Letícia: Para as mulheres, o estigma traz inúmeras consequências, desde a ameaça direta a nossa vida e saúde. Pois quando uma mulher decide interromper uma gravidez, na maioria das vezes, ela busca colocar essa decisão e necessidade em prática, ainda que com vários riscos. Ela busca dar uma solução para uma gravidez que não deseja e ou não pode dar continuidade. Ela busca exercer seu direito a autonomia reprodutiva, ainda que o Estado não permita e a sociedade não a apoie. As mulheres também sofrem consequências negativas, mesmo após um aborto
seguro. Seja por terem vivido uma experiência realizada na clandestinidade, e portanto, muitas vezes não terem tido a possibilidade de compartilhar ou ter o apoio de pessoas próximas e ou de instituições, experienciando assim o aborto como uma forma de exclusão e isolamento na sociedade. A experiência do aborto, na maioria das vezes, não é
reconhecida como legítima pela sociedade, e dificilmente encontramos referências positivas na vida pública, ou na mídia, por exemplo. O silenciamento da questão e o estigma sobre profissionais de saúde e da medicina que realizam procedimentos ou fornecem algum tipo de tratamento relacionado ao direito ao aborto é outro agravante do estigma.

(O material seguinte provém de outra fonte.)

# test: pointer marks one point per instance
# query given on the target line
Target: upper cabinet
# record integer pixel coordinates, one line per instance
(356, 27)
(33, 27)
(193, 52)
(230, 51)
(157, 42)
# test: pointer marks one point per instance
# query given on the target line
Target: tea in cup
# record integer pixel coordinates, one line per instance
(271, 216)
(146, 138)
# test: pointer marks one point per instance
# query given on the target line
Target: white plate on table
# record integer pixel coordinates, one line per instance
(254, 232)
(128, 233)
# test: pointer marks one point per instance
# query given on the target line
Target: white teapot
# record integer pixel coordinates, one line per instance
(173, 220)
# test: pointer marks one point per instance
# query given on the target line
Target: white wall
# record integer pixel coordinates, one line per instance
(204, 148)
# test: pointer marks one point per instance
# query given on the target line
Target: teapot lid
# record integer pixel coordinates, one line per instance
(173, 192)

Mas existe uma outra consequência da criminalização e estigmatização do aborto, que é uma das mais perversas: o racismo e a desigualdade social que ela só ajuda a aprofundar em nossa sociedade. Mulheres de diferentes experiências sexuais, de vida, religiões, cores e idades abortam. Mas dentro dessa diversidade são as mulheres negras, as mulheres mais pobres e mais jovens que têm sido as mais criminalizadas pelo sistema, as com menor acesso ao aborto seguro e à autodeterminação reprodutiva. São as que mais morrem e sofrem ao acessar a emergência do sistema público de saúde e as formas mais precarizadas e desumanas de aborto inseguro.
Dessa forma, a desigualdade entre homens e mulheres aumenta, mas sobretudo a desigualdade para com as adolescentes e jovens negras, que enfrentam as condições de maior restrição econômica também. Por último, basta lembrarmos de algumas reportagens da grande mídia sobre casos de mulheres que morreram por um aborto clandestino: quem eram essas mulheres e como as desumanizaram. Uma sociedade que estigmatiza o aborto, desumaniza as mulheres e mente as suas histórias. Por isso acho muito importante, nós como parte do movimento de mulheres e feminista continuarmos em uma campanha continua, após o 28 de setembro, envolvendo os vários setores da sociedade e exigindo a sua responsabilidade e compromisso com o trabalho de fazer avançar o direito das mulheres ao aborto.